Repository files navigation

OpenEBench VRE Nextflow Executor

This repository contains the Nextflow executor used inside the OpenEBench VRE instance. The execution is done following the very secure docker-in-docker approach.

The executor is a python wrapper which is able to understand the way inputs and outputs are defined by OpenVRE. It expects to receive from VRE both nextflow_repo_uri and nextflow_repo_tag input parameters in order to learn where the workflow to be run can be fetched. These parameters are used to issue a git clone -b nextflow_repo_tag nextflow_repo_uri command in order to materialize the workflow in a given directory.

If the executor also receives a nextflow_repo_reldir, this relative directory within the folder containing the materialized workflow will be used to find the nextflow.config file which should be available in any minimally documented Nextflow workflow.

If the executor also receives a nextflow_repo_profile, this profile should exist in the nextflow.config file, and it will be used when the workflow is executed. By default, docker profile is expected. You can tell no explicit profile to be used just declaring nextflow_repo_profile either empty or null.

Through this configuration file the executor can learn several details:

  • The workflow entry point through the mainScript directive.
  • The minimal required version of Nextflow through nextflowVersion.

Right now, only this last one is taken into account.

The project input parameter tells the wrapper where the results and other final files can be stored. If that directory contains an archived version of the workflow, which usually happens when a workflow is re-run, then it will be used instead of fetching it either from the workflow cache or from internet.
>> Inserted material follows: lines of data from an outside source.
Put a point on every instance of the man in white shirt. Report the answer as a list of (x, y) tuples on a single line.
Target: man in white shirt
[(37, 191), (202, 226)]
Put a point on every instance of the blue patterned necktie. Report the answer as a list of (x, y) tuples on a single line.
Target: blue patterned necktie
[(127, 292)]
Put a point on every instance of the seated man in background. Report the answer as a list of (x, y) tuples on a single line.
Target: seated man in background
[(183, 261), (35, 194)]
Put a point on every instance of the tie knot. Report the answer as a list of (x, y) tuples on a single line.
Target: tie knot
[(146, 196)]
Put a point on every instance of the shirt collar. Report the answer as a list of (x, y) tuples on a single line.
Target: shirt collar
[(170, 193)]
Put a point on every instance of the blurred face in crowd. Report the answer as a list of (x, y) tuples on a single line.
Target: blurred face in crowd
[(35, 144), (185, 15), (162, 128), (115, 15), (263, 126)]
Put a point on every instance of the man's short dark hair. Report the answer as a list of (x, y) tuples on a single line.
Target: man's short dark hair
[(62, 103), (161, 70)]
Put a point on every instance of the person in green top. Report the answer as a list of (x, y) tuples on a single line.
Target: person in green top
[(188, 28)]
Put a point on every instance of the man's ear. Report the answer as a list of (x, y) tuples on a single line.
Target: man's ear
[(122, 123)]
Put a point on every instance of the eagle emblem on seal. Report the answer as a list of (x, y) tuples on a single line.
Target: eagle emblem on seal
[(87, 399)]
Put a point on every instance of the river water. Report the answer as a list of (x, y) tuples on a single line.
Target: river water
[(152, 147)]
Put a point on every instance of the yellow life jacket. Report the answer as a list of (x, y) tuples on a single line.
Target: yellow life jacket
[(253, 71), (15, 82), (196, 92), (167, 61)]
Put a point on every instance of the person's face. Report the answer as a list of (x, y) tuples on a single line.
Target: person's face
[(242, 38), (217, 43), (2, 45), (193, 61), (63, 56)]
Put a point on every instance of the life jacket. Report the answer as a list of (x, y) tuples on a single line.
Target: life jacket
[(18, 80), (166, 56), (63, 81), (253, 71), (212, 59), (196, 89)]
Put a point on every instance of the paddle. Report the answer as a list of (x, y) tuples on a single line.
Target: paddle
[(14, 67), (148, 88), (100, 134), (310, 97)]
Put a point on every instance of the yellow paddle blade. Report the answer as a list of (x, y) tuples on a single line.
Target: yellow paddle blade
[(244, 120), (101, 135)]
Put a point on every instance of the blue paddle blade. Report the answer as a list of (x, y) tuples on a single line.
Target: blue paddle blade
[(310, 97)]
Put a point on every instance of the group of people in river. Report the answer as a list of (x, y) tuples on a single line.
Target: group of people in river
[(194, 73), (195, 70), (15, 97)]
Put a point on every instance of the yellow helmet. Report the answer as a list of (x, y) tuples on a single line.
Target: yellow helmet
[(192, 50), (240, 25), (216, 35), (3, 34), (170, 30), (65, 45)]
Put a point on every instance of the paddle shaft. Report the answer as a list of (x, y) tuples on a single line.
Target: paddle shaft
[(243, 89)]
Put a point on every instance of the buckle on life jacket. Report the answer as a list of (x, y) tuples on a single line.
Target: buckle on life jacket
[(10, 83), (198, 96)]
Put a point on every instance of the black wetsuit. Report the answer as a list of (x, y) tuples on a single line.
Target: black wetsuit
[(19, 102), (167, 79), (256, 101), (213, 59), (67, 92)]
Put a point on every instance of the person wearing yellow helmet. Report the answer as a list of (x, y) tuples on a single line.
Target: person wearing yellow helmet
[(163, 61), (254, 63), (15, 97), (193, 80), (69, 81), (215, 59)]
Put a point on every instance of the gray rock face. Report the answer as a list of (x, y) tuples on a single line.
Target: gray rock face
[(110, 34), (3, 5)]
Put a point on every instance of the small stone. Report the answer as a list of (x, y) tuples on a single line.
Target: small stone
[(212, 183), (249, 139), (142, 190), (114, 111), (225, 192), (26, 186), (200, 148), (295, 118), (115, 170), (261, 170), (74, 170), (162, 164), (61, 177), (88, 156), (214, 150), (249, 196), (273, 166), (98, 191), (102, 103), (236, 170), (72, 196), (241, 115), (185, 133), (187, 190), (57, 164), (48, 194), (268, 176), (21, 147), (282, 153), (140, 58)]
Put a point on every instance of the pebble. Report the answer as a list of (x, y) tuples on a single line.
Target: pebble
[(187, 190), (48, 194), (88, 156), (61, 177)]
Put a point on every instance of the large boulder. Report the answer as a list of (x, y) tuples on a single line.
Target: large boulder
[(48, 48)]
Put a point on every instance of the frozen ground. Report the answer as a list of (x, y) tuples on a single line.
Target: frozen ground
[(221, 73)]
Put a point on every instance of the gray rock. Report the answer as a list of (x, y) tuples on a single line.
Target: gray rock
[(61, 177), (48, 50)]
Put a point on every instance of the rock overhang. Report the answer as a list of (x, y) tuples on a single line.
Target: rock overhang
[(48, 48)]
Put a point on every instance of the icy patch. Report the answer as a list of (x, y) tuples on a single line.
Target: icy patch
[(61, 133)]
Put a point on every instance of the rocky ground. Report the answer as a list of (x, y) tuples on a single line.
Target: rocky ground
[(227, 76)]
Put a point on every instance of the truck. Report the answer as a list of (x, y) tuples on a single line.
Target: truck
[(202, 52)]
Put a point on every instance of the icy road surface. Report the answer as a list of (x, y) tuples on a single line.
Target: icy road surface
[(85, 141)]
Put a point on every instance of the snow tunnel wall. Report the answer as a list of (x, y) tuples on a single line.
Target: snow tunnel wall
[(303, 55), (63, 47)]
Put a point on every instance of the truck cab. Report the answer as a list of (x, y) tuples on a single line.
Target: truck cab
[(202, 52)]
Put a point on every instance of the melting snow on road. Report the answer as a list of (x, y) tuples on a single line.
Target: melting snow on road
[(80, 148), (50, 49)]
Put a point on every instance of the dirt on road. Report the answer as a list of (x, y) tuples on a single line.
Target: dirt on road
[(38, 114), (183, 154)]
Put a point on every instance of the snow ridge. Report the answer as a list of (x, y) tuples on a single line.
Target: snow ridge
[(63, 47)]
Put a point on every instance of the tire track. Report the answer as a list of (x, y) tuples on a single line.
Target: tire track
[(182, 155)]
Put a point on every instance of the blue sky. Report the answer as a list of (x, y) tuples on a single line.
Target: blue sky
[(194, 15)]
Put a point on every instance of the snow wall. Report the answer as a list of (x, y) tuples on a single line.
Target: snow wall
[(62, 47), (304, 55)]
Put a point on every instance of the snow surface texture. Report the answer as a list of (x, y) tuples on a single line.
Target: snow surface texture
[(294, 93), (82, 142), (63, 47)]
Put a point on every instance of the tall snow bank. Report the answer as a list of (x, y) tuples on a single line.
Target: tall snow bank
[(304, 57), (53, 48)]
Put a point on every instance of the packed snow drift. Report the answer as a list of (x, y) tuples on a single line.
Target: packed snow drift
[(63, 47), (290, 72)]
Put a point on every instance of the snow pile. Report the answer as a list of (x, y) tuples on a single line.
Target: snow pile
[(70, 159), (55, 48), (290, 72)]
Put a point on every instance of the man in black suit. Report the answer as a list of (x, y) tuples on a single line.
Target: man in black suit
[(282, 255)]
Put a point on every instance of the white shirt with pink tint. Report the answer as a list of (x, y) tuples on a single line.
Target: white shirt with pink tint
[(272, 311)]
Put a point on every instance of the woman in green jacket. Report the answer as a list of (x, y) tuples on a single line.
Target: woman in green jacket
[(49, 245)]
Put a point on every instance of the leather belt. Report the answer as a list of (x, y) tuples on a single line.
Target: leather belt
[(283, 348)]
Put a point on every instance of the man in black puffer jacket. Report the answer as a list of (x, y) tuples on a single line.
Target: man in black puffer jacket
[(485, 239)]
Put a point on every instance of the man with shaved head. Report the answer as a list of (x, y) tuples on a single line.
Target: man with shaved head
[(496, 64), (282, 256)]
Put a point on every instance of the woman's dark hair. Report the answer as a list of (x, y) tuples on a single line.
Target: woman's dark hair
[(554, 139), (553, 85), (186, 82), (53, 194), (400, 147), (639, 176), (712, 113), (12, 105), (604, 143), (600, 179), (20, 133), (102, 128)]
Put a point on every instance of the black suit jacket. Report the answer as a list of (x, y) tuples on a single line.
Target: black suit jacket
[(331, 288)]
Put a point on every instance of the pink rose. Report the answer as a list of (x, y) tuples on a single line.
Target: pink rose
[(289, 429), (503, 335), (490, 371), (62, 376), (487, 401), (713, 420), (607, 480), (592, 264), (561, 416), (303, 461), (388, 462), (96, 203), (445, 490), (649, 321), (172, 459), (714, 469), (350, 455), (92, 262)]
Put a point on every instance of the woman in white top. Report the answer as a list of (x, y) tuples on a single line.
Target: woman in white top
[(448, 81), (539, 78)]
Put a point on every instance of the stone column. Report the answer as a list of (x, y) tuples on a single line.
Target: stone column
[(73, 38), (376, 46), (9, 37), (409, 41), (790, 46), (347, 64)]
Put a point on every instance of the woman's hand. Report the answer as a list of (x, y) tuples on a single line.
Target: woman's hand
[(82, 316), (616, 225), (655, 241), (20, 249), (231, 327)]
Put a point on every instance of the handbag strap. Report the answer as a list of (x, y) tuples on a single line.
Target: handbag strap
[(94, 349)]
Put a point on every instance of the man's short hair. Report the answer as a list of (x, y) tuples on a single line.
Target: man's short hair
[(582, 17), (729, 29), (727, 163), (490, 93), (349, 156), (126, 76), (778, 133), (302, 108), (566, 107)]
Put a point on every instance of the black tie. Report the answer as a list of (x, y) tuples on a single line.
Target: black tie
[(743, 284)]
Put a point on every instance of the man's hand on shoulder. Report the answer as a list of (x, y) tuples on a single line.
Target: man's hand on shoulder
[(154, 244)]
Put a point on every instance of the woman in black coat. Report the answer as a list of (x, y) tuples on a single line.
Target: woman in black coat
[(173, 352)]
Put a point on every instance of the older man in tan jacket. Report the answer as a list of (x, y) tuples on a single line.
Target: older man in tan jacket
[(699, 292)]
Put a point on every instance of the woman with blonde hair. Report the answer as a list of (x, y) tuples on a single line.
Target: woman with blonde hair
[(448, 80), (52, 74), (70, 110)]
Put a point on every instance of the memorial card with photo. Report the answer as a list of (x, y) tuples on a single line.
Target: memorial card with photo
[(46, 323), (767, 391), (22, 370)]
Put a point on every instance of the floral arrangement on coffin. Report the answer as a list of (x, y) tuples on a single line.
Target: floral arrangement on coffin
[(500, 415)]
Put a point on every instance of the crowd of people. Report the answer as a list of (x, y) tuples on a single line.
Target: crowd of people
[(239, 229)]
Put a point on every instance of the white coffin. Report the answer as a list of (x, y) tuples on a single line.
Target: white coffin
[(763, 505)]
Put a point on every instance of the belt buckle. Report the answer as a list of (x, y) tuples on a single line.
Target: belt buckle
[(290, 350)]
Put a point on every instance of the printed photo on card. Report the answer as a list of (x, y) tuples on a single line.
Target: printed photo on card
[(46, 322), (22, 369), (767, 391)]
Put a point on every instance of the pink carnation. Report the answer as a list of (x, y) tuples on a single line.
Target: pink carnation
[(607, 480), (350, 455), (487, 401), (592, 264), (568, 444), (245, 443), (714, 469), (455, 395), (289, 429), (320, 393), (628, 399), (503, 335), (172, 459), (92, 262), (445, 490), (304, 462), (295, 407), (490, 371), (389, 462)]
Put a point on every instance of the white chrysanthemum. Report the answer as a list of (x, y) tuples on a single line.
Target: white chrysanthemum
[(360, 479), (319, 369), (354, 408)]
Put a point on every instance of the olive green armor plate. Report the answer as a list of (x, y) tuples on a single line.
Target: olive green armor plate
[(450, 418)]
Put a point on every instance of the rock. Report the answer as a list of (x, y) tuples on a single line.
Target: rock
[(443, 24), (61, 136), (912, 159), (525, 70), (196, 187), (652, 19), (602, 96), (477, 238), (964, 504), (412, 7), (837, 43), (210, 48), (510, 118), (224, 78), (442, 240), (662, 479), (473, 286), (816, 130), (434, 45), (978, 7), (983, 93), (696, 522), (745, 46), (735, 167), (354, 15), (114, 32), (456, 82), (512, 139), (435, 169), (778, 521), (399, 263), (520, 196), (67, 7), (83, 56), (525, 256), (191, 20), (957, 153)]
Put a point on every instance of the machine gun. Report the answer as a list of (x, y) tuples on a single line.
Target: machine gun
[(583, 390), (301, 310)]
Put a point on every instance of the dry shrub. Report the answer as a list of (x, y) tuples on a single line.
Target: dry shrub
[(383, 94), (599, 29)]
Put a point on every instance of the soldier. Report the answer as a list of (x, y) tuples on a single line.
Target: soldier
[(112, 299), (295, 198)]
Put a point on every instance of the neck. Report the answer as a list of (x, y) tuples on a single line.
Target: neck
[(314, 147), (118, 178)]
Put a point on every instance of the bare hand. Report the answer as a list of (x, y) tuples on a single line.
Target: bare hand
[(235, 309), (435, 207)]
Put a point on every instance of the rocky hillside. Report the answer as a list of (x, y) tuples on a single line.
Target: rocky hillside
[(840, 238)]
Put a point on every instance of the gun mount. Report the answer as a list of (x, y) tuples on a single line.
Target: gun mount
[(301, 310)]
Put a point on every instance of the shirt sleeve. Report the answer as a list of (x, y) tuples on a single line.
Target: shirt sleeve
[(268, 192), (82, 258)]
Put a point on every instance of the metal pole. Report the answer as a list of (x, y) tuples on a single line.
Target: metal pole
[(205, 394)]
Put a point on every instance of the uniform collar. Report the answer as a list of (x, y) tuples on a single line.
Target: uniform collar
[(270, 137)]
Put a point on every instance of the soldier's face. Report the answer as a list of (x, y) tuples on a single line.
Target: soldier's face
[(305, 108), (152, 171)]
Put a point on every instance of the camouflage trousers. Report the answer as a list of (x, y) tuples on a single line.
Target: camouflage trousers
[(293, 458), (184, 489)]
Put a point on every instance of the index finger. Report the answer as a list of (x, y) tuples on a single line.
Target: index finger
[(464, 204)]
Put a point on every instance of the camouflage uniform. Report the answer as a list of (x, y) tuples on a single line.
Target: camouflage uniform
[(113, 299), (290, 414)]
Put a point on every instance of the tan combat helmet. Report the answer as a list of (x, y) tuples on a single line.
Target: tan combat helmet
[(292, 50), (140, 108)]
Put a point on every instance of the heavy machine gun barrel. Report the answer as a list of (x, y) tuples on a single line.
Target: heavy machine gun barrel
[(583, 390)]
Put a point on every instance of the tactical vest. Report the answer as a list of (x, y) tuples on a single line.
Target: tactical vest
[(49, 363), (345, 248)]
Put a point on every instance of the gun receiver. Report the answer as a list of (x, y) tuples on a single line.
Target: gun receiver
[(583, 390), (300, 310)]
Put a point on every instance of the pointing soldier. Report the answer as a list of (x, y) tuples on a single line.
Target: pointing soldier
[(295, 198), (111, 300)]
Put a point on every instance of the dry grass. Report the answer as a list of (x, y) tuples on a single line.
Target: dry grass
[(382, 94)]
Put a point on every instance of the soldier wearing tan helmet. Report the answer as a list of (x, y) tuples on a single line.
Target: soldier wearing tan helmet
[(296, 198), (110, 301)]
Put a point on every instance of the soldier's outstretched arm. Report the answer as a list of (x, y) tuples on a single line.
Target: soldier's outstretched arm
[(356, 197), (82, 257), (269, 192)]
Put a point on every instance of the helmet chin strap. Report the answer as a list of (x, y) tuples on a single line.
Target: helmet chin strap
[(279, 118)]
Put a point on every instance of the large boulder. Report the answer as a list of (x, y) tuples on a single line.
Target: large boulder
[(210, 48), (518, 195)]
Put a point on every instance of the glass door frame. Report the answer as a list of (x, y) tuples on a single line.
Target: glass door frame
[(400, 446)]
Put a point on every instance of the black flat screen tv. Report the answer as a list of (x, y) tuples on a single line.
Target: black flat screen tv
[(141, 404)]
As this executor was created for OpenEBench, there are several hardcoded expected input parameters which should be understood by the workflow to be run: challenges_ids, participant_id, input, goldstandard_dir, public_ref_dir, assess_dir.

There are also several hardcoded expected parameters which rule out where the outputs and metadata are stored: statsdir, outdir, otherdir.

The executor will pass to Nextflow other additional parameters which OpenVRE has declared in its metadata. When some of this parameters represent a path, it has to fulfil some restrictions: the path should be a descendant of any of the other required paths, like for instance public_ref_dir; the path should be managed as such inside the workflow, so docker instance volume mappings are properly done before each process step is run.

Requirements

Before the first run of the wrapper, follow the installation instructions in INSTALL.md.

Once the dependencies are installed, a VRE_NF_RUNNER_py.ini deployment configuration file is needed in order to know the default Nextflow version to use, the directory where the workflows should be cached, etc...

You can find the template configuration file at VRE_NF_RUNNER_py.ini.template, with all the understood deployment setup parameters described, and either declared or commented.

Test your workflow without OpenVRE

If you want to test your own benchmarking workflow before deploying it to OpenEBench VRE, you can use the script test_VRE_NF_RUNNER.sh.

The currently available tests are the different subdirectories at tests directory. Each subdirectory has a README.md file describing how to materialize the needed datasets and containers for that specific test. Usually, they are in the form of materialize-data.sh and materialize-containers.sh scripts, which should be run from within the test directory.

Next commands (which should be run once) show how to materialize both the containers and datasets needed by the TCGA test:

cd tests/TCGA
bash ./materialize-data.sh
bash ./materialize-containers.sh

Next command shows how run the tests from TCGA example:

./test_VRE_NF_RUNNER.sh TCGA

which will create a fake project directory at TCGA-test, and it will use the files config.json and in_metadata.json from the directory [tests/TCGA] to read the parameters, inputs and expected outputs, and the relative or absolute path of the input files and directories. Relative paths are interpreted from the very same directory where the script is run. Both JSON files follow the very same format OpenVRE uses.

If you want to test your own workflows with your own metadata, you should to mimic one of the existing templates inside tests.